Las Sombras del Cumbre: Falta de Transparencia y Servicio Irregular

A pesar de sus evidentes virtudes culinarias, el Bar Restaurante Cumbre arrastra una serie de críticas graves y recurrentes que un potencial cliente debe conocer antes de cruzar su puerta. Estos problemas parecen estar interconectados y giran principalmente en torno a la gestión de los precios y la consistencia en el servicio.

El principal punto de conflicto es la aparente falta de precios fijos y transparentes. Una queja que se repite con alarmante frecuencia es la sensación de que "cobraron lo que les dio la gana". Varios clientes han relatado experiencias en las que la cuenta final parecía desproporcionada para la calidad y el tipo de servicio ofrecido. Un caso describe una comida para dos personas, con platos sencillos y postres mediocres, por un total de 53€, un precio considerado excesivo. Otro cliente reportó una cuenta de 11,50€ por un menú improvisado que, tras una discusión, fue rebajado a 9,20€. Esta práctica de precios variables genera una enorme desconfianza y ha llevado a algunos a calificarlo como un lugar a evitar para los turistas.

La Ausencia de Carta: El Origen del Problema

La raíz de esta controversia parece ser la inexistencia de una carta o menú, ya sea físico o digital. Los clientes piden los platos basándose en las recomendaciones verbales del personal, sin tener una referencia clara del coste de cada consumición. Esta ausencia total de una lista de precios es una bandera roja para cualquier establecimiento de hostelería, ya que deja al cliente en una posición de vulnerabilidad y abre la puerta a malentendidos y cobros arbitrarios. Es una práctica que, si bien puede ser común en pequeños bares de antaño, hoy en día resulta inaceptable para la mayoría de los consumidores, que esperan y merecen transparencia.

Otros Aspectos a Considerar

Más allá de la cuestión económica, el servicio también es un arma de doble filo. Mientras unos lo alaban, otros lo critican duramente, calificándolo de "no profesional". Se mencionan esperas de hasta 10 minutos solo para poder realizar un pedido o situaciones incómodas, como que el personal retire los platos y limpie la mesa de forma apresurada e invasiva. Esta irregularidad sugiere que la experiencia del cliente puede depender en gran medida del día, la hora o el personal que esté de turno.

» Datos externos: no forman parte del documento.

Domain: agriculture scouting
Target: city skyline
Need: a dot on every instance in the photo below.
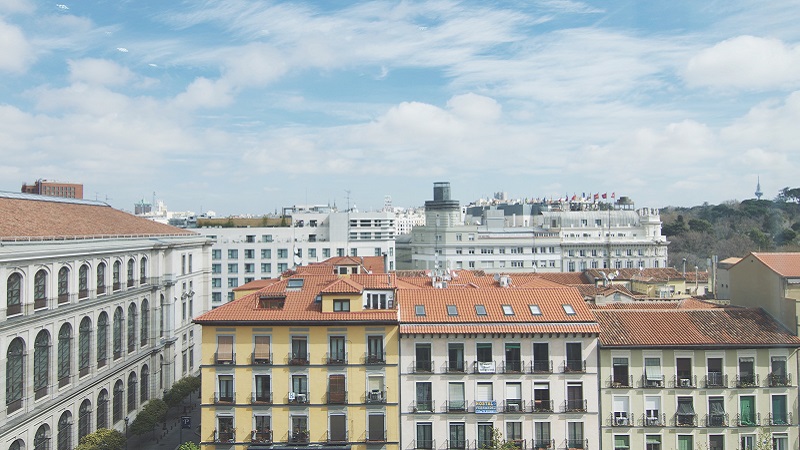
(245, 107)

Finalmente, es importante señalar que el restaurante no ofrece opciones vegetarianas, lo que limita considerablemente su atractivo para un sector creciente de la población. La oferta de postres también ha sido calificada como mediocre en algunas reseñas, siendo un punto débil en su propuesta gastronómica.

Veredicto Final: ¿Merece la Pena la Visita?

El Bar Restaurante Cumbre es un lugar de contrastes. Por un lado, ofrece la posibilidad de disfrutar de una excelente comida canaria, con sabores auténticos y platos contundentes como sus carnes y bocadillos, a un precio que puede ser muy competitivo. Es un bar de los de antes, con sus virtudes en la cocina y un ambiente sin pretensiones. Sin embargo, el riesgo de enfrentarse a una cuenta inflada por la falta de una carta y la inconsistencia en el servicio es una desventaja demasiado grande como para ignorarla. La visita se convierte en una especie de lotería. Si decides ir, la recomendación es clara: pregunta el precio de cada plato y bebida antes de ordenar para evitar sorpresas desagradables. Es un lugar para comensales aventureros que priorizan el sabor local por encima de la seguridad y la transparencia de un servicio estandarizado.